One can question how much violation is a problem for using TTO and, as a result, the application of the QALY model in general. One may consider the variation observed in this study to be relatively small, as ranging from 0.72 to 0.81. The lack of any overall pattern combined with some computational errors may therefore be taken to suggest no strong departure from the QALY model. On the other hand, one may consider a variation of some 12.5% to be substantial. Moreover, it seems important to consider that the violation of CPTO may be more pronounced for other health states and related to the elicitation procedure used. Therefore, more research addressing these matters appears warranted.

A limitation of the current study is that we considered a student population and, hence, we could not generalize our findings to the general population. For example, age and marital status may influence discounting and health state values [24], suggesting that results may be different when interviewing older or married individuals.
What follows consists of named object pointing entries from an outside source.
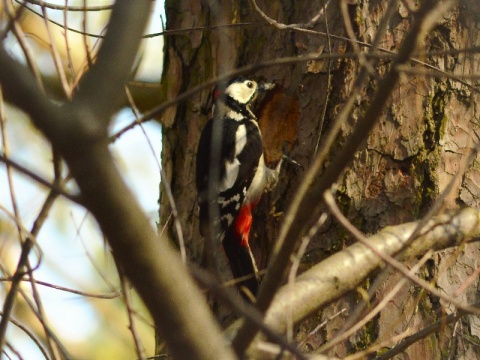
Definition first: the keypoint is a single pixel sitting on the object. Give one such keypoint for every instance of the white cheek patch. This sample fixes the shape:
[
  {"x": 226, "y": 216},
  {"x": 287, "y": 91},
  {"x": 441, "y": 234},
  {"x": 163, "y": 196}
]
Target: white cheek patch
[
  {"x": 235, "y": 116},
  {"x": 240, "y": 139},
  {"x": 231, "y": 174},
  {"x": 233, "y": 199}
]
Moreover, short durations, i.e., life expectancies (such as of 1 year), may be difficult to realistically consider for young individuals. On the other hand, this sample did allow long time horizons to be used in our study. Another limitation may be that some students might not have been able to understand the nature of the principal health condition (i.e., back pain). Also, looking at only one disease state limited generalizability. Therefore, future studies should investigate a sample representative for the general population and include more than one health state. Finally, we used the direct method to correct for discounting, which may have particular features, e.g., that people may value descending over ascending sequences. Comparing this method to other measures of discounting is therefore important.

To conclude, our results are mixed evidence for the TTO method and the QALY model. CPTO was violated both for the usual definition and for a more generalized definition, with a variation between 0.72 and 0.81, which suggests that health quality and life duration are mutually dependent. Time preferences and heuristics are important determinants of the answers in TTO valuations, causing TTO scores to be influenced by contextual factors, like answering format (open-ended or close-ended) and availability of anchoring points. A policy implication of this study may therefore be that researchers can only compare results from using the same TTO variant, which includes anchor, elicitation procedure, and duration [25].